An exact sentence slightly passes the threshold of precision as it is not a subject to any errors. For instance, “President Obama is a Muslim” is not an exact sentence. This is in respect of the fact that the idea is debatable. For instance, President Obama has asserted several times that he is a dedicated Christian. Indeed, the idea of President Obama being a Muslim stems from his childhood in Indonesia where he purportedly attended Muslim classes. Although it may be true that he attended Muslim classes that alone would not make him a Muslim (Russell Bertrand 1912 pg 43).
Ambiguity means having more than a single interpretation within a sentence.
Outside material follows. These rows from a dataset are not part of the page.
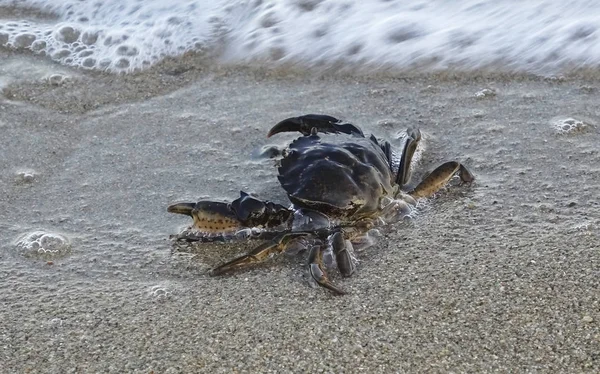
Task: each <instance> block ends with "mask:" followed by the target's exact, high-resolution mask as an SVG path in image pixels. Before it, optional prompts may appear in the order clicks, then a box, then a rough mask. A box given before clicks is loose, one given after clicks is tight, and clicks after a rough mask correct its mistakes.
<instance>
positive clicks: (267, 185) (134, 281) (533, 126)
mask: <svg viewBox="0 0 600 374" xmlns="http://www.w3.org/2000/svg"><path fill="white" fill-rule="evenodd" d="M20 58H29V59H31V58H32V57H31V56H29V57H28V56H20ZM36 61H37V60H31V63H32V64H37V63H38V62H36ZM180 63H181V62H177V61H174V62H172V64H171V65H169V64H170V63H167V64H165V66H162V67H161V68H160V69H159V70H156V71H150V72H149V73H147V74H142V75H138V76H128V77H123V78H122V79H115V78H114V77H112V76H106V75H97V74H88V73H85V72H80V71H77V72H68V73H67V75H69V76H74V77H76V75H77V74H80V76H79V77H76V78H74V79H73V80H72V82H71V83H69V84H68V85H60V86H53V85H47V84H41V83H40V82H39V81H37V80H32V81H29V82H25V81H21V82H20V83H18V84H17V83H14V82H13V83H11V84H10V85H9V86H7V87H6V88H5V90H4V96H0V109H1V110H0V128H1V129H2V133H3V137H2V138H1V140H0V143H1V144H0V145H1V147H0V158H1V159H2V160H3V161H4V162H3V163H2V165H1V166H0V176H1V178H0V196H2V198H1V199H0V246H1V251H0V277H1V278H2V279H3V282H4V284H5V285H6V287H5V288H4V292H3V303H2V305H3V307H2V308H0V313H1V314H2V315H1V318H2V320H3V321H8V322H6V323H5V324H3V325H2V326H0V337H1V338H0V339H1V340H2V342H1V343H2V347H3V349H2V350H1V351H0V355H1V356H0V361H2V362H3V363H4V367H5V368H6V370H8V372H23V371H27V370H31V371H34V372H65V371H68V370H72V371H75V372H77V371H81V372H97V371H106V372H123V371H126V372H150V371H151V370H154V371H155V372H190V371H198V370H206V371H211V372H212V371H223V372H225V371H231V370H240V371H267V370H271V371H276V370H278V371H287V370H294V371H316V370H324V371H343V370H350V369H352V370H354V369H357V368H358V369H360V368H365V370H367V368H368V370H369V371H371V372H385V371H396V370H398V371H411V372H413V371H428V372H431V371H434V372H447V371H451V370H453V371H475V372H481V371H491V370H500V371H523V370H540V371H547V372H556V371H570V372H573V371H576V372H579V371H589V372H594V371H597V370H598V369H599V365H600V363H599V361H598V359H599V357H600V351H599V350H598V346H599V345H598V342H599V340H598V339H599V338H600V335H599V332H598V327H597V324H598V321H599V320H600V298H599V294H598V292H597V290H598V289H599V286H600V284H599V281H598V280H599V279H600V277H599V276H600V274H599V270H598V269H600V267H599V261H600V253H599V252H598V235H599V229H598V228H599V227H600V215H599V211H600V210H599V209H598V204H599V201H598V194H597V191H598V189H599V187H600V169H599V168H598V167H597V165H599V164H600V162H599V161H600V155H599V151H600V150H599V147H598V144H600V143H599V142H600V135H599V130H598V118H600V117H599V116H600V113H599V112H598V108H597V105H596V104H597V98H596V96H597V92H598V91H597V90H598V87H600V85H599V84H598V80H597V79H595V78H593V79H583V78H572V79H571V78H567V79H547V80H544V79H540V78H532V77H522V76H520V77H519V76H513V77H499V76H494V75H491V74H489V75H488V76H485V75H483V76H482V75H481V74H480V75H478V76H475V75H470V74H463V75H460V74H459V75H448V76H440V75H427V74H425V75H420V76H405V77H402V78H399V77H393V76H386V77H376V76H371V77H369V76H361V77H350V76H347V77H344V78H343V77H340V76H337V75H327V74H321V75H319V76H316V75H312V74H308V73H291V72H289V71H287V72H286V71H278V72H277V71H268V72H265V71H264V70H250V69H247V68H235V67H230V68H225V69H223V68H215V69H212V70H211V69H208V68H206V67H205V66H201V65H193V63H192V66H196V69H195V70H194V69H191V70H190V71H191V72H193V74H191V73H190V74H191V75H188V73H183V74H181V75H177V76H176V77H177V78H176V79H181V81H177V80H173V81H169V82H170V83H169V84H170V86H169V88H168V89H165V88H164V87H163V82H164V80H163V79H165V78H164V75H165V74H162V71H173V70H176V69H177V67H178V66H180V65H179V64H180ZM59 68H60V67H58V66H56V69H59ZM161 69H162V70H161ZM169 69H171V70H169ZM54 72H55V71H53V70H52V69H50V71H48V72H47V73H54ZM169 77H173V76H169ZM169 79H170V78H169ZM174 79H175V78H174ZM178 84H179V86H178ZM485 89H487V90H490V92H491V91H493V92H494V94H485V93H484V94H481V93H482V91H483V90H485ZM161 90H162V91H161ZM85 92H88V93H93V94H91V95H89V96H82V95H79V93H85ZM115 92H117V93H119V94H121V93H122V94H123V95H129V96H123V97H122V98H121V97H119V95H116V94H115ZM76 93H77V94H76ZM7 94H10V97H8V96H7ZM111 95H112V96H111ZM57 98H58V99H57ZM96 98H101V100H100V99H98V102H96V103H95V105H93V104H94V101H95V100H97V99H96ZM104 98H106V100H105V101H102V100H104ZM86 100H88V101H86ZM82 102H86V103H90V105H89V106H86V107H85V108H83V106H82ZM59 104H60V105H59ZM82 108H83V109H82ZM305 113H327V114H330V115H333V116H336V117H338V118H343V119H345V120H348V121H351V122H352V123H354V124H357V125H360V126H361V127H362V128H363V130H364V131H365V132H367V133H375V134H376V135H378V136H380V137H386V138H389V139H392V140H394V139H397V138H398V133H399V132H401V131H403V129H405V128H406V127H407V126H408V125H414V124H415V123H416V124H418V125H419V126H420V128H421V130H422V131H423V133H424V134H425V138H426V142H425V143H424V144H426V148H425V151H424V152H423V155H422V157H421V161H420V163H419V168H418V170H417V172H416V173H415V176H414V177H415V178H419V177H420V176H422V175H423V173H424V172H426V171H427V170H431V169H432V168H434V167H435V166H437V164H439V163H441V162H442V161H445V160H450V159H457V160H460V161H461V162H464V163H465V164H466V165H467V166H468V167H469V168H470V169H471V170H472V172H473V173H474V174H475V176H476V178H477V179H476V182H475V183H474V184H473V185H471V186H453V187H450V188H448V189H447V190H446V191H444V192H442V193H440V194H439V196H437V197H436V198H435V199H433V200H432V201H430V202H429V203H428V204H425V205H424V206H422V207H421V209H420V214H419V215H418V216H417V217H416V218H415V219H414V220H413V221H411V222H408V223H402V224H398V225H396V226H393V227H390V228H389V230H386V231H385V232H384V237H383V238H381V240H380V241H379V243H378V245H376V246H374V247H372V248H369V249H367V250H365V251H363V252H360V253H359V255H358V259H359V261H360V262H359V267H358V271H357V273H356V274H355V275H354V276H352V277H351V278H341V277H340V276H339V275H337V274H336V273H335V272H333V273H332V277H333V280H334V282H336V284H338V285H340V286H341V287H343V288H344V289H346V290H347V291H349V293H350V294H349V295H348V296H345V297H341V298H335V297H332V296H331V295H330V294H329V293H327V292H326V291H324V290H321V289H311V288H309V287H308V286H307V283H306V277H305V272H304V261H305V259H304V257H303V256H291V257H290V256H281V257H278V258H276V259H273V260H271V261H270V262H268V263H266V264H265V265H263V266H258V267H256V268H254V269H251V270H248V271H243V272H240V273H236V274H234V275H232V276H226V277H218V278H211V277H209V276H208V271H209V269H210V268H212V267H214V266H216V265H218V264H219V263H222V262H223V261H226V260H228V259H231V258H232V257H234V256H236V255H237V254H239V253H241V252H243V251H244V250H247V249H248V245H247V244H245V243H233V244H227V245H205V246H198V247H181V246H180V245H174V244H173V243H172V242H171V241H169V240H168V237H169V235H170V234H174V233H177V232H178V231H179V230H181V229H182V228H183V227H185V226H186V225H188V224H189V223H190V222H189V221H190V220H189V219H188V218H187V217H184V216H177V215H172V214H168V213H167V212H166V207H167V206H168V205H169V204H171V203H173V202H176V201H194V200H198V199H204V198H211V199H232V198H235V197H236V196H237V194H238V191H239V190H240V189H243V190H245V191H248V192H253V193H256V194H258V195H259V196H260V197H261V198H267V199H271V200H274V201H279V202H285V201H286V200H285V196H284V194H283V193H282V191H281V189H280V188H279V187H278V184H277V182H276V169H275V168H274V167H273V162H272V161H271V160H260V159H256V158H252V157H251V155H252V154H255V153H256V152H257V150H260V149H261V147H263V146H264V145H267V144H277V145H279V146H282V145H284V144H285V143H286V142H287V141H289V140H291V139H293V136H294V135H293V134H289V135H282V136H279V137H276V138H272V139H266V137H265V135H266V132H267V131H268V129H269V128H270V127H271V126H272V125H273V124H274V123H276V122H277V121H279V120H281V119H282V118H286V117H289V116H295V115H299V114H305ZM569 118H574V119H575V120H579V121H582V123H583V124H584V125H581V126H578V125H576V124H577V121H574V122H573V121H569V122H566V124H565V123H562V124H561V122H560V121H561V120H568V119H569ZM557 121H558V122H557ZM557 123H558V124H559V126H558V127H557ZM565 126H573V127H572V128H573V130H571V131H565V130H568V128H567V127H565ZM569 128H570V127H569ZM40 230H43V231H45V232H47V233H57V234H61V235H64V236H65V237H66V238H68V240H69V243H70V247H69V250H68V251H61V252H60V254H57V255H53V254H52V253H45V254H43V255H40V254H37V252H36V251H35V250H33V253H32V251H25V252H24V250H23V246H19V245H18V240H19V239H21V238H22V237H23V236H24V235H27V234H29V233H33V232H36V231H40ZM50 244H52V243H50ZM298 352H302V356H303V360H298Z"/></svg>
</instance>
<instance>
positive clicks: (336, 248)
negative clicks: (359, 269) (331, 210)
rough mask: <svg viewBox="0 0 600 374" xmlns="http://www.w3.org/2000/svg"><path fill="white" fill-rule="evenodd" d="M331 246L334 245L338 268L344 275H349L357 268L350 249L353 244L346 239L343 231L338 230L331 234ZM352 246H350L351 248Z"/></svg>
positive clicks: (335, 257) (355, 269)
mask: <svg viewBox="0 0 600 374" xmlns="http://www.w3.org/2000/svg"><path fill="white" fill-rule="evenodd" d="M331 246H332V247H333V253H335V260H336V262H337V264H338V269H339V270H340V273H342V275H343V276H344V277H349V276H351V275H352V273H354V271H355V270H356V266H355V265H354V261H352V255H351V254H350V251H349V249H350V248H351V247H352V244H351V243H350V242H349V241H348V242H347V241H346V240H345V239H344V235H342V233H341V232H339V231H338V232H336V233H335V234H333V235H332V236H331ZM349 247H350V248H349Z"/></svg>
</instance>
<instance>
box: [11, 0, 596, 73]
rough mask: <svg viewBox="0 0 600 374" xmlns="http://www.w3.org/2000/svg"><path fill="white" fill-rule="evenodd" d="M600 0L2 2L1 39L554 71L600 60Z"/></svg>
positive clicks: (366, 60)
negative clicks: (459, 0)
mask: <svg viewBox="0 0 600 374" xmlns="http://www.w3.org/2000/svg"><path fill="white" fill-rule="evenodd" d="M599 29H600V3H598V2H596V1H584V0H580V1H571V2H568V3H566V2H564V3H561V2H555V1H535V2H515V1H510V0H504V1H501V0H499V1H494V2H492V1H476V0H461V1H455V2H445V1H433V0H430V1H421V2H418V1H417V2H402V1H363V2H361V1H344V0H289V1H262V0H253V1H245V0H216V1H210V2H209V1H190V0H174V1H169V2H168V4H167V3H166V2H164V1H161V0H145V1H135V0H125V1H123V0H104V1H94V2H81V1H72V0H67V1H64V0H22V1H17V2H15V1H14V0H0V46H3V47H5V48H10V49H15V50H31V51H33V52H34V53H37V54H43V55H46V56H48V57H49V58H51V59H52V60H54V61H57V62H59V63H61V64H64V65H70V66H78V67H82V68H86V69H99V70H107V71H111V72H132V71H136V70H141V69H144V68H146V67H149V66H152V65H154V64H156V63H157V62H159V61H161V60H163V59H164V58H165V57H173V56H179V55H183V54H184V53H186V52H190V51H196V52H197V51H212V52H213V53H215V54H218V57H219V59H220V61H224V62H235V63H240V62H241V63H246V62H256V61H259V62H260V63H263V64H279V63H293V64H298V65H303V66H306V67H309V68H310V67H314V66H328V65H333V64H340V63H342V64H347V65H348V66H359V67H360V66H363V67H368V68H369V69H377V68H383V67H385V68H388V67H393V68H399V69H406V68H411V69H412V68H422V69H428V70H439V69H446V68H459V69H462V70H471V69H480V68H483V67H486V66H495V67H498V66H500V67H501V68H503V69H505V70H507V71H517V72H533V73H552V72H556V71H559V70H561V69H562V70H564V69H572V68H581V67H597V66H598V65H600V44H598V40H597V39H598V35H599V32H598V30H599Z"/></svg>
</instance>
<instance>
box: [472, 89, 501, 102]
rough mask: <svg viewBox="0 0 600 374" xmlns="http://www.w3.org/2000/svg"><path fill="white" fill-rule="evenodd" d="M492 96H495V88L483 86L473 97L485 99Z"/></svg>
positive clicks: (491, 96) (481, 98) (477, 98)
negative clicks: (480, 89) (482, 88)
mask: <svg viewBox="0 0 600 374" xmlns="http://www.w3.org/2000/svg"><path fill="white" fill-rule="evenodd" d="M494 96H496V90H494V89H493V88H484V89H483V90H481V91H478V92H476V93H475V97H476V98H477V99H487V98H490V97H494Z"/></svg>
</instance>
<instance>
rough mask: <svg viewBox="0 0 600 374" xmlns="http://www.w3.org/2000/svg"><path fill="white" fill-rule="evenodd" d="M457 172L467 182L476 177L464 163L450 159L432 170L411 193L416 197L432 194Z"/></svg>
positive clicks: (425, 195)
mask: <svg viewBox="0 0 600 374" xmlns="http://www.w3.org/2000/svg"><path fill="white" fill-rule="evenodd" d="M456 172H458V175H459V176H460V179H461V180H462V181H463V182H465V183H468V182H472V181H473V180H474V179H475V177H474V176H473V174H471V172H470V171H469V170H467V168H466V167H465V166H464V165H463V164H461V163H459V162H457V161H449V162H446V163H444V164H442V165H440V166H438V167H437V169H435V170H434V171H432V172H431V174H429V175H428V176H427V177H426V178H425V179H423V181H422V182H421V183H419V184H418V185H417V187H415V189H414V190H412V191H411V192H409V195H411V196H412V197H414V198H415V199H418V198H421V197H428V196H431V195H433V194H434V193H436V192H437V191H439V190H440V188H442V187H443V186H444V185H445V184H446V183H448V181H449V180H450V178H452V177H453V176H454V174H456Z"/></svg>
In the sentence given, Dorothy Parker must have meant that the person was himself foolish to think he could not associate with fools. As such, it was clear that his mother had to bear with another fool in him for the biggest part of his life. As for a belief that does not make a sense, a sentence like “every man has a woman specifically created for him from his rib” would perfectly fit. This is due to the fact that there are certainly more women in the world than men raising the question as to whose ribs were they created from (Russell Bertrand 1912 pg 112).
Asking why fire is hot would violate the law of identity considering that fire is the source of heat and as such they are a common identity. Besides, an assertion that a blue color looks red would betray the law of noncontradiction. This is because blue itself is a color and as such cannot resemble another color. Further, it cannot be possible that having a father is similar to knowing one’s father. This is because one’s mother could be hiding the real identity of the father. However, having a father is a definite thing that cannot be doubted. This would violate the law of the excluded middle (Russell Bertrand 1912 pg 243).
In conclusion, a sentence can be described as either accurate or precise depending on the relative exactness it contains. Besides, a sentence is clear only if it cannot be confused to mean another thing altogether. These form the basis of the philosophical laws of thought.